Man kann eig jedes beliebige programm nehmen, welches die dateien in komprimierte videoformate umwandelt^^

/edit: wie viele frames hast du ungefähr beim aufnehmen?


----------



## GxGamer (22. April 2011)

Ich hab auch lange nach einem Gratistool gesucht.
Entweder gabs halt Zeitbegrenzungen oder die Qualität war grottig.

Nach ein paar Jahren (!) hab ich mich dazu entschlossen dann doch für Fraps zu bezahlen.
Und ich bereue es nicht, jede neue Version ist gratis im Kaufpreis mit drin.

Und die Qualität/Möglichkeiten sind ungeschlagen.
Ich kann den Sound mit aufnehmen oder eben nicht. Oder auf Knopfdruck auch eine andere Quelle, z.B. Mikro mit aufnehmen lassen, für Audiokommentare während des Spielens. Muss jeder letztendlich selbst wissen. Für gute Spiele zahlt man ja auch, wieso nicht auch für gute Software 

Übrigens kannst du den Speicherort selber auswählen, standardmässig ist das bei C:Fraps.
Um zu sehen ob er aufnimmt, muss die FPS-Anzeige sichtbar sein, die wechselt bei der Aufnahme von gelb auf rot.


Gruß
GxGamer

PS: In Zukunft bitte keine Doppelposts, danke


----------



## Pikus (22. April 2011)

Naja, das geld währe das Prog bestimmt wert.

Welche doppelposts denn?


----------



## AntiFanboy (22. April 2011)

ja sorry wegen den doppelpsots^^

@Davin's Theorie : normal läuft das game ganz flüssig, aber wenn ich fraps an hab, dreh ich mich um, nach 5sek hab ich mich gedreht, dann drück ich auf schießen, warter 3sek und dann schiesst er erst^^


----------



## Pikus (22. April 2011)

Bei deinem System dürfte das nur an der Graka liegen können. Wobei natürlih die CPU für das aufnehmen und codieren der videos zuständig ist, und ein i7 860 dürfte da eig genug power für haben...


----------



## ChaoZ (22. April 2011)

Ich hab einen X3 und eine HD5670 und kann zB Black Ops auf hohen Details mit 60fps aufnehmen (ohne Aufnahme 80-90fps) und Crysis auf mittleren Settings mit 25 fps (ohne Aufnahme 40-50 fps). Keine Ahnung woran es liegt...


----------



## AntiFanboy (22. April 2011)

nunja, die HD5770er hat aebr genug power für f.e.a.r 1^^

ich mein das spiel stammt aus dem jahr 2005...
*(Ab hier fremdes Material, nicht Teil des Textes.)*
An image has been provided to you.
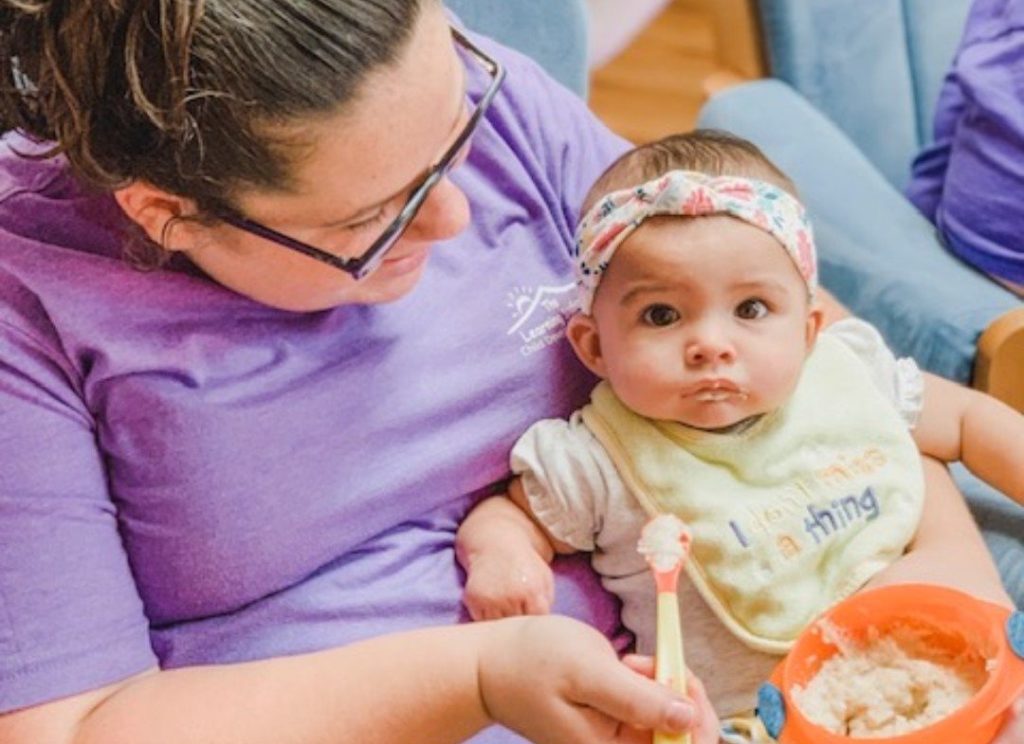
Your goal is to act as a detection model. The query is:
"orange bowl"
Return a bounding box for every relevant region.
[758,584,1024,744]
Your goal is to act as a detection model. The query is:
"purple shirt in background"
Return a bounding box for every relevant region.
[0,27,626,741]
[907,0,1024,283]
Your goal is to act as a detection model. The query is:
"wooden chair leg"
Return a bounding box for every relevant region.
[974,307,1024,412]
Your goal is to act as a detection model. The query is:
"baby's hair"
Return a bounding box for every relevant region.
[581,129,798,215]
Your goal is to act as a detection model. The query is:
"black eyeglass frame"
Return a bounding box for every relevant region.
[217,27,505,280]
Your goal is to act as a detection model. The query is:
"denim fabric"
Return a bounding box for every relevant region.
[758,0,970,189]
[444,0,587,97]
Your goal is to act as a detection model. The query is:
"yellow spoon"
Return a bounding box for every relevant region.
[637,514,690,744]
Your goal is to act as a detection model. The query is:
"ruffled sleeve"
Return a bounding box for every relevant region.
[824,318,925,429]
[511,413,625,551]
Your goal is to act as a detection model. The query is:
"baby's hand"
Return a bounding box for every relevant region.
[462,549,555,620]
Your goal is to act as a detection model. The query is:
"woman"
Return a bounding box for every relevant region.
[0,0,1015,744]
[0,0,714,744]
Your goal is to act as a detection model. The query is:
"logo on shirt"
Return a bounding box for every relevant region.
[506,281,580,356]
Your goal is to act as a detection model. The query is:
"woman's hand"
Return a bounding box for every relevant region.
[478,615,718,744]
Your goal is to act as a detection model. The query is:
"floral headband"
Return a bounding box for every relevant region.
[574,171,818,314]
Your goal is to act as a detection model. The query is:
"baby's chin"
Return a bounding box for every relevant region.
[676,404,764,432]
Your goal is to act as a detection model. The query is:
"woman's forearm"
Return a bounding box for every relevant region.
[66,624,490,744]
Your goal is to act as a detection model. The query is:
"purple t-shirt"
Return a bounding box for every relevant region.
[0,27,626,741]
[907,0,1024,283]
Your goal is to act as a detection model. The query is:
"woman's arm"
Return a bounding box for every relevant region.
[913,373,1024,505]
[0,616,714,744]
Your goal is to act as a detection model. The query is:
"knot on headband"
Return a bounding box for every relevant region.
[574,171,818,313]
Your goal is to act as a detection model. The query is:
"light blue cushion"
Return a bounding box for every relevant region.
[903,0,971,145]
[758,0,971,189]
[699,80,1020,383]
[444,0,587,97]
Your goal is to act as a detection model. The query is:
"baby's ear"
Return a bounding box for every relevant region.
[565,312,605,378]
[806,304,825,352]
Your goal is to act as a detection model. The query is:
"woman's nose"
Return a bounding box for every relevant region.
[406,176,469,243]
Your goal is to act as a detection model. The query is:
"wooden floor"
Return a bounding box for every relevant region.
[590,0,717,142]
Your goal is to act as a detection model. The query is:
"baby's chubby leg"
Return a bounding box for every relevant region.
[867,457,1013,607]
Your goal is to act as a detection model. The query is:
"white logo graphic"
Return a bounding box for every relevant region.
[506,282,580,356]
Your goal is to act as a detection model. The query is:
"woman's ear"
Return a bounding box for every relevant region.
[114,181,196,251]
[565,312,605,379]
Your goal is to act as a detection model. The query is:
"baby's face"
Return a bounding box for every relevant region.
[593,215,821,429]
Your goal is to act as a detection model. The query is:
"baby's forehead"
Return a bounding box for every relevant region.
[608,214,804,286]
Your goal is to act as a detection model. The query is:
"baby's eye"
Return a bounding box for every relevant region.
[641,305,679,326]
[736,299,768,320]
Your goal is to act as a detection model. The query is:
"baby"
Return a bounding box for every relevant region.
[457,132,1024,741]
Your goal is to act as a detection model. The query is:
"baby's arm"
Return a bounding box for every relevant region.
[455,478,574,620]
[913,373,1024,505]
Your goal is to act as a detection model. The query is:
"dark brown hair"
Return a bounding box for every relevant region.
[0,0,431,245]
[581,129,798,215]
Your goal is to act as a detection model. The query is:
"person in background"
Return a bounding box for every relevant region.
[907,0,1024,297]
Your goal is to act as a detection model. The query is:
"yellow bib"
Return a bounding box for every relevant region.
[583,336,924,654]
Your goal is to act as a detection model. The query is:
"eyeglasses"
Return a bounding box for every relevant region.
[217,28,505,279]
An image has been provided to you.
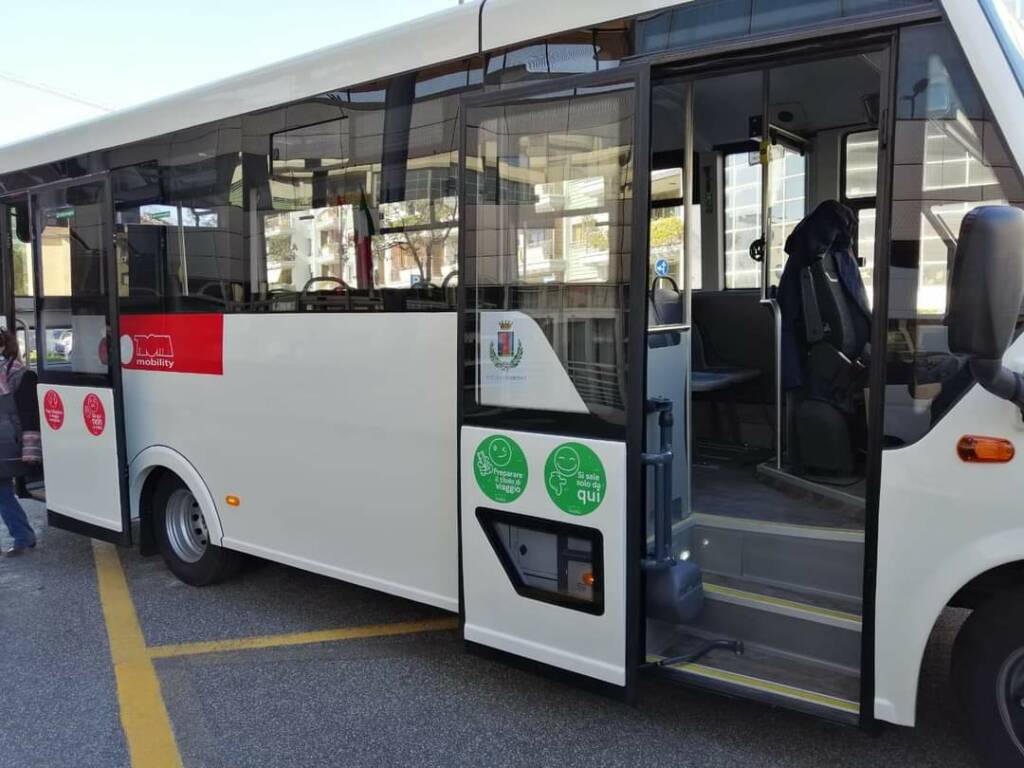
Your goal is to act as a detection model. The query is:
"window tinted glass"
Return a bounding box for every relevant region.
[724,145,807,288]
[111,121,250,312]
[245,62,481,311]
[637,0,932,53]
[33,181,110,382]
[462,86,643,435]
[885,25,1024,444]
[843,130,879,200]
[484,23,633,86]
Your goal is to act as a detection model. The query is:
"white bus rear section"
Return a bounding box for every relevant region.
[124,312,459,611]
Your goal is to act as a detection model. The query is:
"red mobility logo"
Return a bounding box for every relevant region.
[43,389,63,431]
[82,392,106,437]
[121,314,224,376]
[121,334,174,371]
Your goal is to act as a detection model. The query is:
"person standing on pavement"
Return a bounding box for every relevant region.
[0,329,43,557]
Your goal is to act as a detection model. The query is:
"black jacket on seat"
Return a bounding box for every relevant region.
[776,200,871,398]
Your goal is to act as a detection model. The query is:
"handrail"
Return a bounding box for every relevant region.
[647,323,690,334]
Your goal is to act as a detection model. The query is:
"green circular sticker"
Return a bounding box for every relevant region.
[473,434,529,504]
[544,442,607,515]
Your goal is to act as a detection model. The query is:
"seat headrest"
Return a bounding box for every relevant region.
[785,200,857,267]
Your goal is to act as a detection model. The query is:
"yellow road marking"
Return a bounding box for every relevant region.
[92,541,181,768]
[148,616,459,658]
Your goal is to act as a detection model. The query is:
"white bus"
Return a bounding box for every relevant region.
[0,0,1024,766]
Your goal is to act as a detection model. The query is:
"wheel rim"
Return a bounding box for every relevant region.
[164,488,210,562]
[995,648,1024,755]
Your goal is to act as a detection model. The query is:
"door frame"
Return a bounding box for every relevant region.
[25,171,133,546]
[456,61,651,703]
[653,31,897,729]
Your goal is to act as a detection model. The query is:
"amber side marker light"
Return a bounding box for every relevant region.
[956,434,1016,464]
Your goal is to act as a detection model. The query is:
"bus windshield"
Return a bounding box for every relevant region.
[981,0,1024,90]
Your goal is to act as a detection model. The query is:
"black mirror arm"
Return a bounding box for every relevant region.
[968,357,1024,414]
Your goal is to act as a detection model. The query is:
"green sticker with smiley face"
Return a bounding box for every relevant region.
[544,442,607,515]
[473,434,529,504]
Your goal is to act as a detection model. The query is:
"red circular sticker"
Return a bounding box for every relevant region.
[82,394,106,437]
[43,389,63,430]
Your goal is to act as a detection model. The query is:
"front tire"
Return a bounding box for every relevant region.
[153,472,242,587]
[952,589,1024,768]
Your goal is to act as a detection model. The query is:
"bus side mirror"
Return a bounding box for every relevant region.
[946,206,1024,411]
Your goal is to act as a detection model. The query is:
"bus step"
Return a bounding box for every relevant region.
[647,638,860,724]
[675,514,864,601]
[692,573,861,672]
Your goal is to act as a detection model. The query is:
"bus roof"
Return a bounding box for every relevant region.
[0,0,679,179]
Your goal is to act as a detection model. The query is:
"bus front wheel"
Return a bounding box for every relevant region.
[952,589,1024,768]
[153,472,242,587]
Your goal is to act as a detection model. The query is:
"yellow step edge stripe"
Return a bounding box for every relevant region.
[703,582,861,625]
[147,616,459,658]
[647,656,860,715]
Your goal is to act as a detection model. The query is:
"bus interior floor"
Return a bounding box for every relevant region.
[691,455,864,530]
[647,622,860,720]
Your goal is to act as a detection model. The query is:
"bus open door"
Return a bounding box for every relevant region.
[460,70,649,694]
[30,176,131,544]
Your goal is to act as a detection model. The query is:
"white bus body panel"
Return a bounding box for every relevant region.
[121,312,459,611]
[942,0,1024,168]
[874,337,1024,725]
[39,384,124,532]
[874,0,1024,725]
[0,4,479,173]
[461,427,627,686]
[481,0,680,51]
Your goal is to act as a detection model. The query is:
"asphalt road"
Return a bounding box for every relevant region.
[0,505,974,768]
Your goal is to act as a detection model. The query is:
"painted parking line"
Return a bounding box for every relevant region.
[92,541,181,768]
[92,541,459,768]
[148,616,459,658]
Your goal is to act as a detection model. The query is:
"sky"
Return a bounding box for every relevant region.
[0,0,459,145]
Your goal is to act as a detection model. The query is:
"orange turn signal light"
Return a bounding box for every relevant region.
[956,434,1016,464]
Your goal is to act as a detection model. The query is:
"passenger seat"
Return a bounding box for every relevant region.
[647,278,761,392]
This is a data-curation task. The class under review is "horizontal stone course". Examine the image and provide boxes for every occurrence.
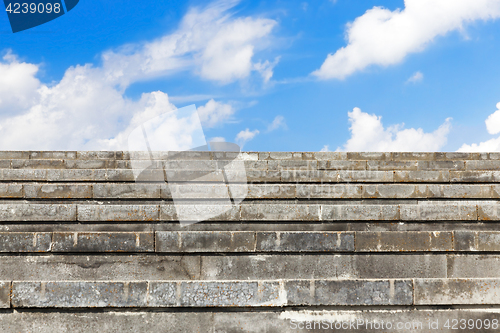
[0,231,500,253]
[414,278,500,305]
[4,182,500,200]
[0,151,500,161]
[6,279,413,308]
[0,200,500,222]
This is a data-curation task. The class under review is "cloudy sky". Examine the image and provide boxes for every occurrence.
[0,0,500,151]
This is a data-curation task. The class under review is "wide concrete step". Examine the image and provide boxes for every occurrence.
[4,169,500,184]
[0,278,500,308]
[4,158,500,171]
[0,151,500,161]
[0,307,500,333]
[4,182,500,200]
[0,200,500,222]
[0,231,500,253]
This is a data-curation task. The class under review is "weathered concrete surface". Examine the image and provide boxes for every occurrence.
[255,232,354,252]
[356,231,453,252]
[0,232,52,253]
[414,278,500,305]
[52,232,155,252]
[0,254,201,281]
[11,281,148,308]
[0,204,76,221]
[0,281,11,309]
[286,280,413,305]
[0,308,499,333]
[78,205,159,221]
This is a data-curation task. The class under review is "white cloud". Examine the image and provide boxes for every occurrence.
[337,108,451,151]
[102,0,277,85]
[208,136,226,142]
[235,128,260,147]
[406,72,424,83]
[313,0,500,79]
[485,103,500,134]
[0,1,276,150]
[0,51,40,117]
[253,57,280,83]
[267,116,286,132]
[458,103,500,152]
[198,99,235,128]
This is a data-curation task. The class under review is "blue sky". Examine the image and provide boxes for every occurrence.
[0,0,500,151]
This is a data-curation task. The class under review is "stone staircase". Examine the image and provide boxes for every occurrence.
[0,151,500,333]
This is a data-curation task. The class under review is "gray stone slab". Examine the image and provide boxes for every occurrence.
[0,169,47,181]
[0,232,52,253]
[241,204,320,221]
[439,184,498,199]
[78,204,159,222]
[477,203,500,221]
[400,203,477,221]
[414,278,500,305]
[454,231,500,252]
[0,309,214,333]
[178,281,286,307]
[417,160,466,171]
[247,184,296,199]
[244,169,282,183]
[0,183,23,198]
[201,254,447,280]
[11,159,67,169]
[356,231,453,252]
[321,204,399,221]
[29,151,76,160]
[0,281,11,309]
[0,253,201,281]
[92,183,161,199]
[76,151,116,160]
[465,160,500,170]
[0,204,76,221]
[52,232,155,252]
[362,184,429,199]
[160,200,240,222]
[23,184,92,199]
[0,150,30,160]
[366,160,418,171]
[11,281,148,308]
[390,152,436,161]
[450,171,498,183]
[394,170,450,183]
[46,169,95,182]
[285,280,413,306]
[447,254,500,278]
[166,182,230,200]
[296,184,362,199]
[256,231,354,252]
[155,231,255,253]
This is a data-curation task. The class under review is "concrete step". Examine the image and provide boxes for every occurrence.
[0,278,500,308]
[4,182,500,200]
[0,231,500,253]
[0,200,500,222]
[0,151,500,161]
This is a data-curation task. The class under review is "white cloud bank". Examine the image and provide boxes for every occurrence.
[336,108,451,151]
[406,72,424,83]
[0,1,276,150]
[235,128,260,148]
[313,0,500,79]
[458,103,500,152]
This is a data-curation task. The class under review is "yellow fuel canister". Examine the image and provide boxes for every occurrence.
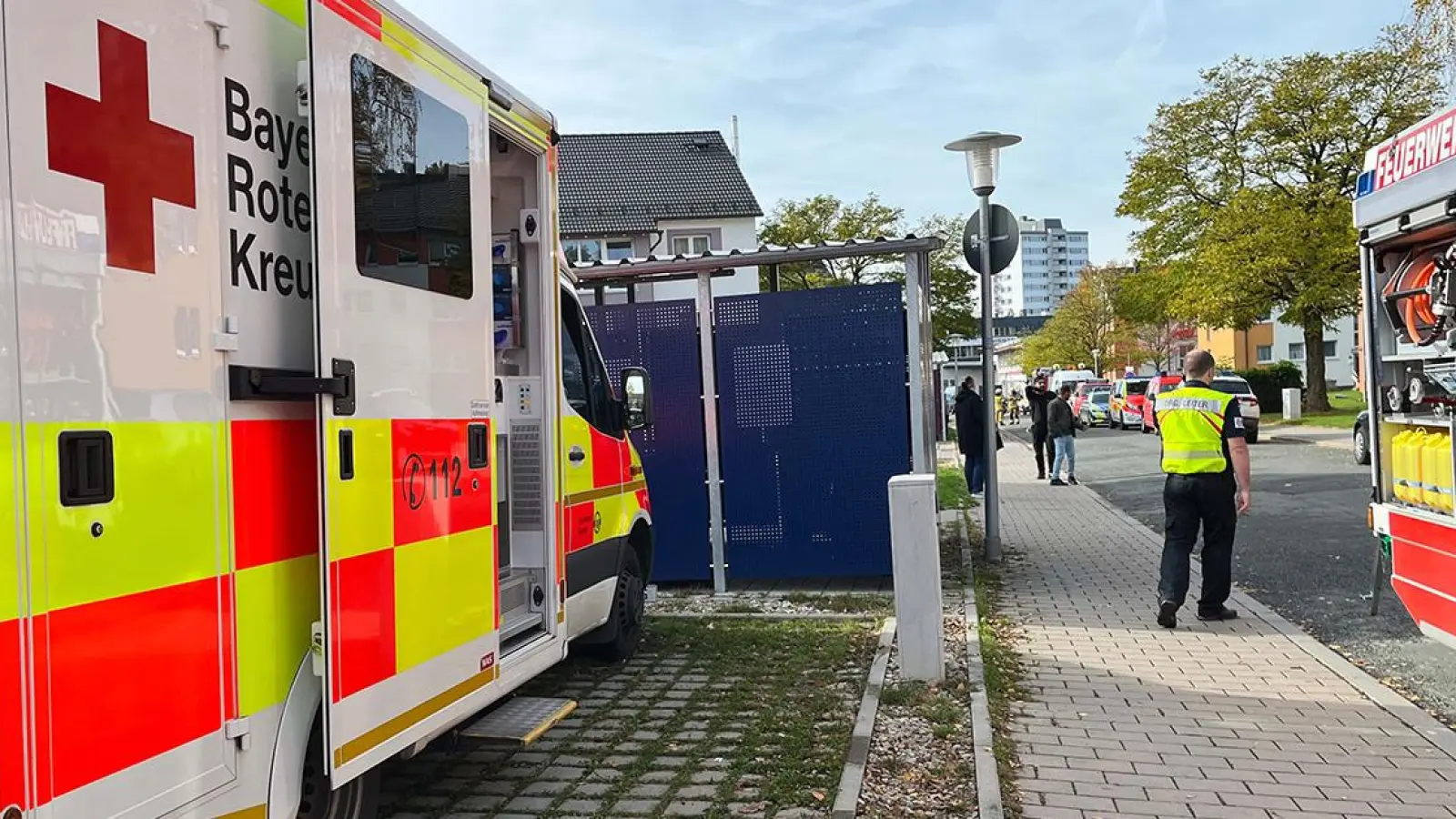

und aktuelle games wie battlefield bad company 2 auf FullHD mit max settings läuft auch flüssig, genauso wie shift, split second (da aber ''nur'' 1050p) und andere games


----------



## Pikus (22. April 2011)

Es geht ja darum, dass die frames beim aufnehmen so weit gedrückt werden, was mich auch bei einer 5770 wundert. Hab ja auch eine, aber da mein DirectX grad irgendwie im ar*** ist, kann ichs selber net ausprobiern.


----------